BAGHDAD/STOCKHOLM (Reuters) -Hundreds of protesters stormed the Swedish embassy in central Baghdad in the early hours of Thursday morning, scaling its walls and setting it on fire in protest against the expected burning of a Koran in Sweden.
All Baghdad embassy staff were safe, the Swedish foreign ministry press office said in a statement, condemning the attack and highlighting the need for Iraqi authorities to protect diplomatic missions.
Thursday’s demonstration was called by supporters of Shi’ite cleric Muqtada Sadr to protest the second planned Koran burning in Sweden in weeks, according to posts in a popular Telegram group linked the influential cleric and other pro-Sadr media.
Sadr, one of Iraq’s most powerful figures, commands hundreds of thousands of followers whom he has at times called to the streets, including last summer when they occupied Baghdad’s heavily-fortified Green Zone and engaged in deadly clashes.
Swedish news agency TT reported on Wednesday that Swedish police granted an application for a public meeting outside the Iraqi embassy in Stockholm on Thursday.
The application says the applicant seeks to burn the Koran and the Iraqi flag, TT reported.
A series of videos posted to the Telegram group, One Baghdad, showed people gathering around the embassy around 1 a.m. on Thursday (2200 GMT on Wednesday) chanting pro-Sadr slogans and storming the embassy complex around an hour later.
“Yes, yes to the Koran,” protesters chanted.
Videos later showed smoke rising from a building in the embassy complex and protesters standing on its roof. Reuters could not independently verify the authenticity of the videos.
Iraq’s foreign ministry also condemned the incident and said in a statement the Iraqi government had instructed security forces to carry out a swift investigation, identify perpetrators and hold them to account.
By dawn on Thursday, security forces had deployed inside the embassy and smoke rose from the building as fire-fighters extinguished stubborn embers, according to Reuters witnesses.
Most protesters had withdrawn, with a few dozen milling around outside the embassy.
Late last month, Sadr called for protests against Sweden and the expulsion of the Swedish ambassador after the Koran burning in Stockholm by an Iraqi man.
Swedish police charged the man with agitation against an ethnic or national group. In a newspaper interview, he described himself as an Iraqi refugee seeking to ban the Koran, the central religious text of Islam, believed by Muslims to be a revelation from God.

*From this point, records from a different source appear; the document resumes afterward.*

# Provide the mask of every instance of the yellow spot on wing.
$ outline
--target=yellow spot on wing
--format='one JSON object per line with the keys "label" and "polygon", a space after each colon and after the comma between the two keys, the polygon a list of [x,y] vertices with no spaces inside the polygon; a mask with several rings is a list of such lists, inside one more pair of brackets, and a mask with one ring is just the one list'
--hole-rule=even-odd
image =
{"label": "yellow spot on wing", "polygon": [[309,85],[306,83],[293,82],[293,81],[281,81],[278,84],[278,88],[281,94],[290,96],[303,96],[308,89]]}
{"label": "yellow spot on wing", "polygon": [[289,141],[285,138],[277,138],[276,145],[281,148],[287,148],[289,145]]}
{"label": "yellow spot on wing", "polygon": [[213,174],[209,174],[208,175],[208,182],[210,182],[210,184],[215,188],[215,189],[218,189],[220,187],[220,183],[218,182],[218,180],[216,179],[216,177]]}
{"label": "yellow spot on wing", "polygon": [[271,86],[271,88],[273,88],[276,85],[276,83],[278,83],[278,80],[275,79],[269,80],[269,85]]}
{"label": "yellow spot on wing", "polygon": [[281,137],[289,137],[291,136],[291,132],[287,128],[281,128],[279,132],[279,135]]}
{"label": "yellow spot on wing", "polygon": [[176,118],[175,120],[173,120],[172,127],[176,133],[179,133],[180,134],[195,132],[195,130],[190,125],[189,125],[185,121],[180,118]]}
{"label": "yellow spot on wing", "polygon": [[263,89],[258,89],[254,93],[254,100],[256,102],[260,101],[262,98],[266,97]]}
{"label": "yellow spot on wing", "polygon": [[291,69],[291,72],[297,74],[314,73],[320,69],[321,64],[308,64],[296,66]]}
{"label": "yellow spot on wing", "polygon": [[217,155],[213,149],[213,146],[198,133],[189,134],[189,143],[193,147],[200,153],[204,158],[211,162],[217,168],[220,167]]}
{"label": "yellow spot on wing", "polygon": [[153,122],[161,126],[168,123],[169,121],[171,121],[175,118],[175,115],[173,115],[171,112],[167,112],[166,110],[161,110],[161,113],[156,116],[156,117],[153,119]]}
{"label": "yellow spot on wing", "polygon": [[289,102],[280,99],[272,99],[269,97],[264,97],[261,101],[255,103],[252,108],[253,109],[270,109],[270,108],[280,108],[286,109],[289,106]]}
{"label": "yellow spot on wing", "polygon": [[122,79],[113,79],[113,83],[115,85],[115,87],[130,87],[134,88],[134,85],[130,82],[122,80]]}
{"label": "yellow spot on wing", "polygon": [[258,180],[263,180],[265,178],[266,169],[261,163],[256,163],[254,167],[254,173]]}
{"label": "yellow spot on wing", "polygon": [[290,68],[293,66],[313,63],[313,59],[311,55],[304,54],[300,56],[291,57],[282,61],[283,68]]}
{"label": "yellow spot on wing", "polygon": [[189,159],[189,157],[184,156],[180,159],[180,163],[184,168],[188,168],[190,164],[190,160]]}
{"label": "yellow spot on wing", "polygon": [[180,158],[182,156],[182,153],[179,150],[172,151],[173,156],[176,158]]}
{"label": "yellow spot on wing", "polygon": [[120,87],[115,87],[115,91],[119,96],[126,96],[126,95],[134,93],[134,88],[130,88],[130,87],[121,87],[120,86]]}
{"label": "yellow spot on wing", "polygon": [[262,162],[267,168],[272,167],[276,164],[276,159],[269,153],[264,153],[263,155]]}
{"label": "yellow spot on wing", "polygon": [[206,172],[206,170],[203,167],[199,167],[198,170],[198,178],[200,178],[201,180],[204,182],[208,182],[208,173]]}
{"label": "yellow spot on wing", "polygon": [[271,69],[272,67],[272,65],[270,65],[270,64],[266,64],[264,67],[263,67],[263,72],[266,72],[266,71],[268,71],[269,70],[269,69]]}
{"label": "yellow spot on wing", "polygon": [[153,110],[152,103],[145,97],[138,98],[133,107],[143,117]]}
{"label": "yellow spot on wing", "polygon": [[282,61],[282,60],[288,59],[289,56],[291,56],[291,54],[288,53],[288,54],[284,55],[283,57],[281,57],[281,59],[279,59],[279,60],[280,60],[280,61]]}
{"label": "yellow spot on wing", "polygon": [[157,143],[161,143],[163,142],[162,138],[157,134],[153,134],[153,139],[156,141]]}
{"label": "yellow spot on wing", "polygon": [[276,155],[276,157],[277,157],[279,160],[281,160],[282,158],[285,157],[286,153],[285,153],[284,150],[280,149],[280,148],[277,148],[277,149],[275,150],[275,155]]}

Two major protests took place outside of the Swedish embassy in Baghdad in the aftermath of that Koran burning, with protesters breaching the embassy grounds on one occasion.
The governments of several Muslim countries, including Iraq, Turkey, the United Arab Emirates, Jordan and Morocco issued protests about the incident, with Iraq seeking the man’s extradition to face trial in the country.
The United States also condemned it, but added that Sweden’s issuing of the permit supported freedom of expression and was not an endorsement of the action.